William Shawn, then the managing editor of The New Yorker, saw Carson’s book for what it was.She kept looking for jobs outside the FWS but in the meantime began to turn her nights and weekends toward another book, this one a history and portrait of life in the world’s oceans. Her day job was then as demanding as it would ever be, but she spent every spare moment at the library of the Department of the Interior. Eventually she made a coconspirator of the chief librarian, who helped her find the research she needed and let her take books out overnight for return the next day. It was obvious to colleagues that she was exhausting herself with work on something more than FSW brochures, but she kept it as far from her daytime work as was possible for someone who by then was managing a sta. of six and all the agency’s publications. By early 1948 she was working on the book proposal and talking to potential literary agents.

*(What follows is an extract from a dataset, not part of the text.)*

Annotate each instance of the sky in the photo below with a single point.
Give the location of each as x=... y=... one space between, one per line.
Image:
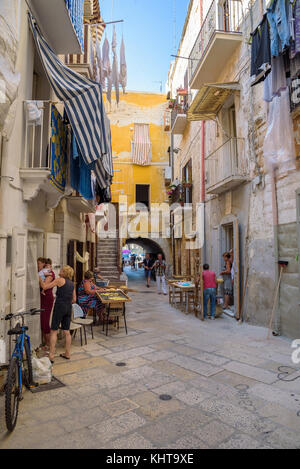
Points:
x=149 y=36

A year later, having taken only a few weeks’ leave from her job, she had shaped an enormous amount of technical research into several chapters of vivid prose, which she delivered to Marie Rodell, her choice among several agents. Rodell had just begun her career as an agent, and Carson was one of her first clients. Both of them had made an excellent choice.

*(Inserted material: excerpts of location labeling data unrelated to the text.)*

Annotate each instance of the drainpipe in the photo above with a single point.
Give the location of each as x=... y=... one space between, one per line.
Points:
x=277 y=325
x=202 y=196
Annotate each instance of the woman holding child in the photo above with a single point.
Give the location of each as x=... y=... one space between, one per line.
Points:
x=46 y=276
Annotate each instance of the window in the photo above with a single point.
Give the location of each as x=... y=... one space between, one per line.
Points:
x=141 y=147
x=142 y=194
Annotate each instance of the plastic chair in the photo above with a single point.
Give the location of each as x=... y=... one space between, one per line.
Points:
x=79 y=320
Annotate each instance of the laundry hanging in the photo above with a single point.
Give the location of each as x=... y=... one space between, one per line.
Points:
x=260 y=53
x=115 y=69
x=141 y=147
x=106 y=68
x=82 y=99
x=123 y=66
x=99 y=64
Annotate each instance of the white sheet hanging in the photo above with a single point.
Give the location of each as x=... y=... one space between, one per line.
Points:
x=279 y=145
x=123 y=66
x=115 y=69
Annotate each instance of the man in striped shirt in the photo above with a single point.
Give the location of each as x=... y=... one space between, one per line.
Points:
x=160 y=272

Within two months Rodell negotiated a contract with Oxford University Press for what became a beautiful and comprehensive portrait of ocean life, one that translated the best and latest science into a narrative history of life on Earth from the birth of the first single-celled organism. As with all her writing, she went over every sentence many times, reaching out to each scientist whose work she cited to be sure of her interpretation of it. She also used her mother to read her work aloud in order to correct its sonority. The result was a book that so beautifully clarified its subject’s technical complexities that several magazine editors refused to excerpt it, as if its very accessibility made it suspect.
Not for the last time, she was also dismissed as a woman invading a male domain. More than one man who read the book confessed to being surprised when they met her. Some expected her to be a large and domineering woman rather than the quiet, restrained scholar she was. Others actually thought that a man must have ghostwritten the book. Fortunately for her and her readers, William Shawn, then the managing editor of The New Yorker, saw the book for what it was. In early 1951, The New Yorker bought more than half the book for excerpts that took up most of three issues that June.

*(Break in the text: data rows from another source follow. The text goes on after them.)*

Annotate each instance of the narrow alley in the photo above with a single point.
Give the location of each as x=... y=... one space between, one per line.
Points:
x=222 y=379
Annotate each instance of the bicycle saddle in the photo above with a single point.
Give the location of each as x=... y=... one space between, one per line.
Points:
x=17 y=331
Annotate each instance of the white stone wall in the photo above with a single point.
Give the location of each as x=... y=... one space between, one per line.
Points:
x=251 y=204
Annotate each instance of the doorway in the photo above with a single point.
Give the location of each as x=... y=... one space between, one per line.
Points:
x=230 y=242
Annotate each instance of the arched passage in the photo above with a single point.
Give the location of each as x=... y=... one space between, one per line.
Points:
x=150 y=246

Published as a book on July 1, The Sea Around Us was on the New York Times best-seller list for the next 88 weeks, and its success prompted Oxford to republish Inside the Sea-Wind, which joined The Sea Around Us on the Times best-seller list. By the end of the year, The Sea Around Us had sold more than 250,000 copies. Eventually translated into 32 languages, it fulfilled Carson’s most euphoric hope of success and underwrote her dream of leaving the FWS to become a full-time writer.